Paper No. 3
Presentation Time: 8:00 AM-12:00 PM
MAGNETOSTRATIGRAPHY, OPTICAL DATING, AND VERTICAL DEFORMATION OF PLEISTOCENE DEPOSITS IN THE SOUTH CENTRAL PUGET LOWLAND
Recently acquired optical dates from Pleistocene deposits in the Puget Lowland, Washington, provide information significant to the interpretation of magnetostratigraphic data from the area. Over seventy localities in fine-grained lacustrine sediments, mostly at sea level, have been collected for paleomagnetic analysis, and, remarkably, transitional directions were discovered at eight localities. These transitional directions could potentially serve as useful stratigraphic markers throughout the region.

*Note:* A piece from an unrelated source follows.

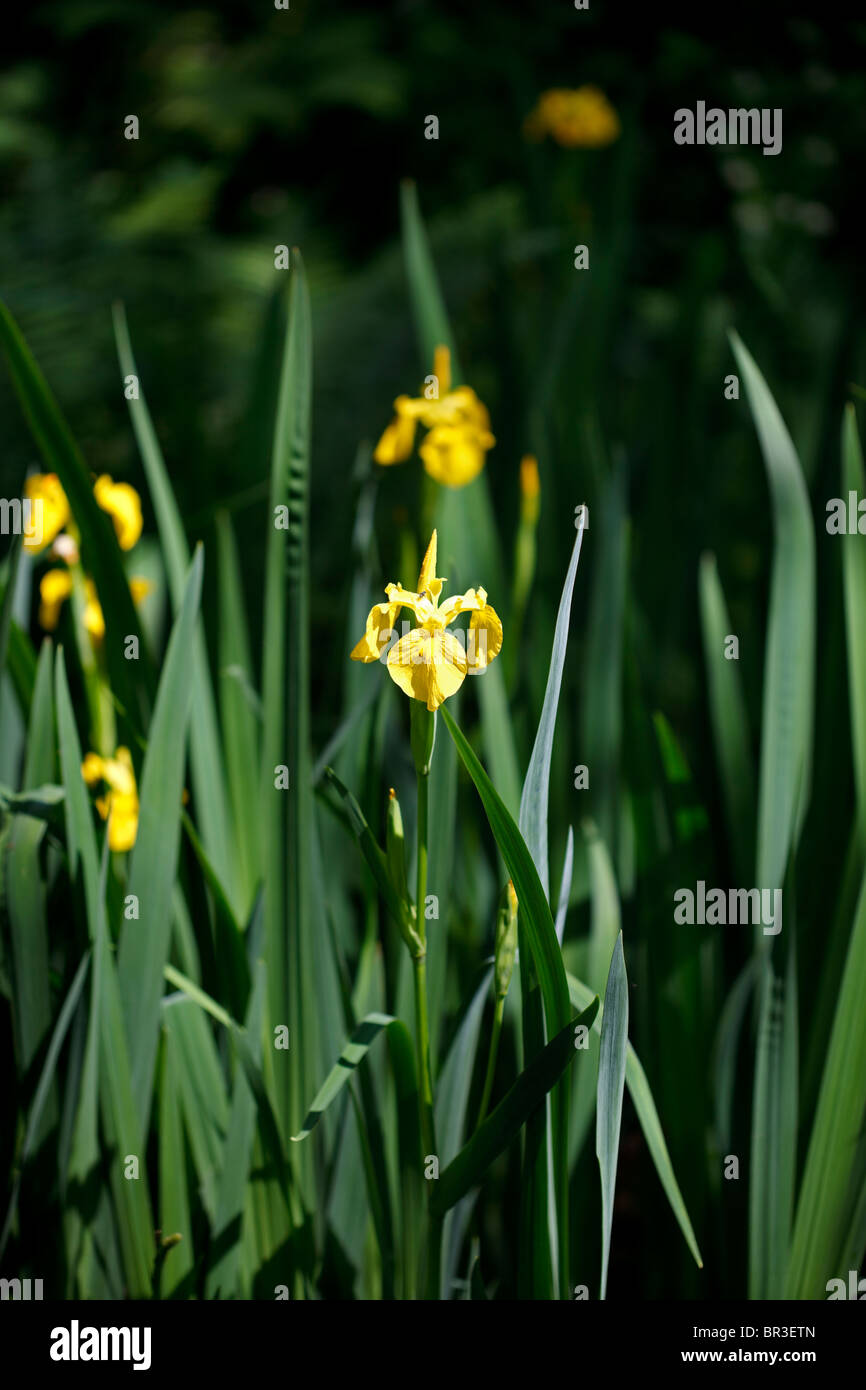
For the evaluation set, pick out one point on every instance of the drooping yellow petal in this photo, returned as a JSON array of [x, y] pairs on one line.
[[120, 773], [428, 666], [396, 442], [484, 638], [93, 617], [442, 369], [54, 588], [453, 456], [93, 769], [380, 630], [49, 510], [123, 505], [469, 602]]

A reversed-to-transitional polarity record (bottom to top) was found in a thick section of silt near the eastern end of the Tacoma Narrows Bridge, and a more complete reversed-to-normal polarity record was found in another thick section at Wingehaven Park near the northern tip of Vashon Island. Initially, these polarity transitions were inferred to be the Brunhes-Matuyama transition at ~780 ka because of a 1.1 Ma fission-track date from reversed-polarity sediments just north of Tacoma; TL and IRSL work on samples from this locality show that they are saturated and most likely have an age >500 ka. TL and IRSL dates for deposits exposed on the eastern side of Tacoma Narrows, however, are on the order of 101 to 135 ka, consistent with the age of the Blake event (~110-120 ka). Age determinations for samples from Wingehaven Park indicate saturation of the IRSL curves and a minimum age of 295 ka; we believe the polarity transition recorded here is that at the Brunhes-Matuyama boundary. Reversed-polarity and transitional directions are almost always found at sites associated with the Seattle uplift indicating exposure of older stratigraphic levels in this area. Normal-polarity sites also occur within the Seattle uplift, and are almost exclusively found to the north and south of the uplift, with the exception of Tacoma Narrows, and have TL and IRSL ages ranging from ~65 to ~285 ka. Magnetostratigraphy and optical dating have proved a useful combination in helping to understand the Pleistocene stratigraphy, and thus structure, of the Puget Lowland.